Besonders prädestiniert ist hier natürlich der Sport, wo man Sprachprobleme weitgehend ausklammern kann. Auch hier „funktioniert es“ in Königstein schon recht gut, wie Horst-Günther Falkenhan im Namen des Freundeskreises Asyl vor kurzem mitteilte: „Besonders dankbar bin ich dafür, dass sieben junge Asylsuchende einmal pro Woche am Fußballtraining der SG Blau-Weiß Schneidhain teilnehmen können. Der ganze Vorstand hat sich sehr verdient gemacht für dieses Gelingen, vor allem der Abteilungsleiter Marc Schindling und die für Finanzen zuständige Ruth Still.“ Letzteres ist durchaus erwähnenswert, denn Vereinsbeiträge können Asylbewerber kaum bezahlen, müssen aber zum Beispiel über den Verein versichert werden oder eben auch anteilig Beiträge für Hallen oder nagelneue Sportplätze abführen. Und natürlich für fachkundige Betreuung, nicht nur seitens der Trainer: „Auch Herr Pöschl vom FC Königstein, der dies vermittelte, war eine große Hilfe“, fährt Falkenhan fort, denn Jörg Pöschl war aufgefallen, dass die jungen Männer, die zunächst wohnungsnah in Königstein mitspielten, mit dem „Leistungsgefälle“ zu der in höherer Liga spielenden Mannschaft zu kämpfen hatten, was wiederum den Spaßfaktor etwas verringerte.

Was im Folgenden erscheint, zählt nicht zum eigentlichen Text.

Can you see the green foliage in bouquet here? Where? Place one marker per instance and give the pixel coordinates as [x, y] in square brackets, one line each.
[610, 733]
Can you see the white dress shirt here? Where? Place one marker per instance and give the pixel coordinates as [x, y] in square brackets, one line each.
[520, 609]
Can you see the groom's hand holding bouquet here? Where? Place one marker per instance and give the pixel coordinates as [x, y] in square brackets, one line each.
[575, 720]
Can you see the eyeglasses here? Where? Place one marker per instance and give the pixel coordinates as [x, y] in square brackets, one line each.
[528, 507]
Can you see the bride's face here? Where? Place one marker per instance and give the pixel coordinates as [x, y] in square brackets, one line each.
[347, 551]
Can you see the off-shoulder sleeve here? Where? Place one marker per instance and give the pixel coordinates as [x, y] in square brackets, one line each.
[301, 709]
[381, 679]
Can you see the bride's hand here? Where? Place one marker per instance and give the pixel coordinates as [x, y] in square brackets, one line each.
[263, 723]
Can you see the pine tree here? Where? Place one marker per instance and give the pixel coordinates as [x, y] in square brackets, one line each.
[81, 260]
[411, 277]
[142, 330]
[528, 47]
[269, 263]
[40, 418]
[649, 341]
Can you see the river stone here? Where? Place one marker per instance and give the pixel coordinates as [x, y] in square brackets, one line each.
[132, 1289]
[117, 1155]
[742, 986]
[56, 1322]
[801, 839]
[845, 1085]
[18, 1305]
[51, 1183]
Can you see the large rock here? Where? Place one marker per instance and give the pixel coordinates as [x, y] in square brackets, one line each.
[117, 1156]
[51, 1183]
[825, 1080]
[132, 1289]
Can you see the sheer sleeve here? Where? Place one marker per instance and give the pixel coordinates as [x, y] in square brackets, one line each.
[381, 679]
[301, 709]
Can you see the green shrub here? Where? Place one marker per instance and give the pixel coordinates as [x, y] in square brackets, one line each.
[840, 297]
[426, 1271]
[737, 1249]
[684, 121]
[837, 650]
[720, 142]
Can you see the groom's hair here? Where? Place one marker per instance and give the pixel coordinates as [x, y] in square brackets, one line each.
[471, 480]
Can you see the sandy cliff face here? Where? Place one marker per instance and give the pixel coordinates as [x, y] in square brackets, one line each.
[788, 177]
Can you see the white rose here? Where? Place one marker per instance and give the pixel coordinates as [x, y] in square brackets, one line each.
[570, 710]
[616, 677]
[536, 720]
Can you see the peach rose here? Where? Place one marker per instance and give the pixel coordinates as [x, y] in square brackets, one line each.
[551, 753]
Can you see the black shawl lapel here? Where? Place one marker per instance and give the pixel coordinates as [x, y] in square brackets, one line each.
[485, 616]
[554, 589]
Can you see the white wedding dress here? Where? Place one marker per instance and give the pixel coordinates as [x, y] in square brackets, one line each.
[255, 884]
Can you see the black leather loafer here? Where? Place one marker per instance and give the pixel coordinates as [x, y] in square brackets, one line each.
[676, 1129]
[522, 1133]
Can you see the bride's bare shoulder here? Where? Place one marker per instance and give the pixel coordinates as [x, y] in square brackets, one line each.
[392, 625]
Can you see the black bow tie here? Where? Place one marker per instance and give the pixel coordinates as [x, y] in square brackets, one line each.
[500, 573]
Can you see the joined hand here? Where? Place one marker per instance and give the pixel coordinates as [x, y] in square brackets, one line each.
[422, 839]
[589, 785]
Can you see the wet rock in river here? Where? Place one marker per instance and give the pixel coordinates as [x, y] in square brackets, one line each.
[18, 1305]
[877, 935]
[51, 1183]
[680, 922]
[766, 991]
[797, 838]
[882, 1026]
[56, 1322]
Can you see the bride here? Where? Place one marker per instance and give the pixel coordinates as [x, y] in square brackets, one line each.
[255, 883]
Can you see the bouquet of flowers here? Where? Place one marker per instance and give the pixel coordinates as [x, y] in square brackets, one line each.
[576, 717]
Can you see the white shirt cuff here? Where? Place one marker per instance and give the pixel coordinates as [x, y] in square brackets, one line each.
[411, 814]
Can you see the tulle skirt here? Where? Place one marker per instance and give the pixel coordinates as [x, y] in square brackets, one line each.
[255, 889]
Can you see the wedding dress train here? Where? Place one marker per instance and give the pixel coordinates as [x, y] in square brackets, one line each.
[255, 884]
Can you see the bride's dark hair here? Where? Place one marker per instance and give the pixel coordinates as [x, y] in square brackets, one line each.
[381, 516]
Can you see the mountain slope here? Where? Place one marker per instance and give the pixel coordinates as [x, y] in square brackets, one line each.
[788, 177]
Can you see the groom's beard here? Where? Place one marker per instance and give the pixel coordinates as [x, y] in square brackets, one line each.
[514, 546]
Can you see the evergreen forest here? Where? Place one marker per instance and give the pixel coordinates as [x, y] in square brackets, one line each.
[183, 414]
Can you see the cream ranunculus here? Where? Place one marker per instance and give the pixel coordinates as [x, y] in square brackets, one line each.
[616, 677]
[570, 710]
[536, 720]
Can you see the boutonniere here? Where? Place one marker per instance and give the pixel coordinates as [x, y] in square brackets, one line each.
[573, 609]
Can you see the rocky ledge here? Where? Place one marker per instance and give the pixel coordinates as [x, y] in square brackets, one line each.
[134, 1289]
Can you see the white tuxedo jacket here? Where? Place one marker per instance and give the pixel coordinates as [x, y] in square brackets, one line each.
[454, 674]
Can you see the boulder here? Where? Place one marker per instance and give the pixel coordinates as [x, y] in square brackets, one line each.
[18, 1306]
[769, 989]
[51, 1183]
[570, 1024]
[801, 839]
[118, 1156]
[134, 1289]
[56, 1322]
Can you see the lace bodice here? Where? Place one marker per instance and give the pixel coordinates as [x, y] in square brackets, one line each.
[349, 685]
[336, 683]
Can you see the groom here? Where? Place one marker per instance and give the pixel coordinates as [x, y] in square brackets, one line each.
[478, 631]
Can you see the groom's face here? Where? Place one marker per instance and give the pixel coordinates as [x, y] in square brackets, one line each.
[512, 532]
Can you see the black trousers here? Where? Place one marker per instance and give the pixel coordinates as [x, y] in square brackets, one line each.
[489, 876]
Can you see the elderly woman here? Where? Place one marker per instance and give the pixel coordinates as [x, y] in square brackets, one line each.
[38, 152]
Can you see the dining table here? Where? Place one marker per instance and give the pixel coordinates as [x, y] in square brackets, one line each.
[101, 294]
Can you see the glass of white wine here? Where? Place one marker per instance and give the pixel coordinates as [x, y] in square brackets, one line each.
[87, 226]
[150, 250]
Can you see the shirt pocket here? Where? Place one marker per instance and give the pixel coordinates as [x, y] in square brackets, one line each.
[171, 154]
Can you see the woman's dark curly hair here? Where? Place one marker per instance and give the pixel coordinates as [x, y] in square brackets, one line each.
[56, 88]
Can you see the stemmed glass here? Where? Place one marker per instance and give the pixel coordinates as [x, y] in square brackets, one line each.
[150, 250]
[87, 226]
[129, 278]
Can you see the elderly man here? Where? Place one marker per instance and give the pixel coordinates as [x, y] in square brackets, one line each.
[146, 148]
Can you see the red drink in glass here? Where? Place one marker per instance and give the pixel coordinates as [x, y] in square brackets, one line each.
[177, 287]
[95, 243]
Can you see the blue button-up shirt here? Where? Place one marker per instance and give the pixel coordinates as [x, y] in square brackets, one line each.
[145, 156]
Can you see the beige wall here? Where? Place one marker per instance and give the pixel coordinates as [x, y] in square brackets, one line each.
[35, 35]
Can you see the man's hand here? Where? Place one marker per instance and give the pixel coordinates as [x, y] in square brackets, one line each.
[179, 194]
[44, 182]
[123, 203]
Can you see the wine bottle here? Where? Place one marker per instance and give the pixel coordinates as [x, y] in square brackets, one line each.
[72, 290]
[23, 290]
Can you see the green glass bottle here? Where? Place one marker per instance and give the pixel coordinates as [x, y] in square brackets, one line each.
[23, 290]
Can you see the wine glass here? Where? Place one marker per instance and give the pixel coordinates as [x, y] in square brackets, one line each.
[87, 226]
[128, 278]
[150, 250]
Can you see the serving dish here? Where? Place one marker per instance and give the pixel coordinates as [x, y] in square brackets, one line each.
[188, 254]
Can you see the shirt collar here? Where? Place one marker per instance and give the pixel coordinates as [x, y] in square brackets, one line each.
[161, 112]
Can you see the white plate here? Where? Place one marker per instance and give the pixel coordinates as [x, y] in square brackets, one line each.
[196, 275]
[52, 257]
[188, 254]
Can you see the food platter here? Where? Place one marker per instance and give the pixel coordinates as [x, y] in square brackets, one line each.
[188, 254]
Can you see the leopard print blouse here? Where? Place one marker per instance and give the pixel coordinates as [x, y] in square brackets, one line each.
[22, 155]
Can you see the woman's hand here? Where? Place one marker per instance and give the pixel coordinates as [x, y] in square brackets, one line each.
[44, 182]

Gerade hier zeigt sich, wie wichtig für alle Menschen die individuelle Betreuung ist, und damit ergibt sich auch das wichtige Argument für eine dezentrale Unterbringung, sofern dies irgendwie möglich ist. Die Betreuung der zahlenmäßig zu bewältigenden ersten „Welle“ von Asylbewerbern ist in Königstein und Stadtteilen sicher gut gelaufen, woran auch die Stadtverwaltung, namentlich Suzanne Müller-Hess, ihren festen Anteil hat. Ob dies bei einer größeren Menge in Zukunft auch gelingen kann, wird sich zeigen, aber vielleicht erwächst ja auch ungeahnte Hilfe, denn die bisher gut integrierten Flüchtlinge könnten ihren Leidensgenossen sicherlich bei den ersten Schritten im unbekannten Königstein auch schon wieder zur Seite stehen.
Schon wieder steht ein Geländer im Vordergrund, aber diesmal ist es nicht zum Tragen: Dagmar Reuter (links) und Alexander Freiherr von Bethmann (rechts) bedankten sich bei den Asylbewerbern für ihre Hilfe am Burgfest mit einer Burgführung und einem Eis.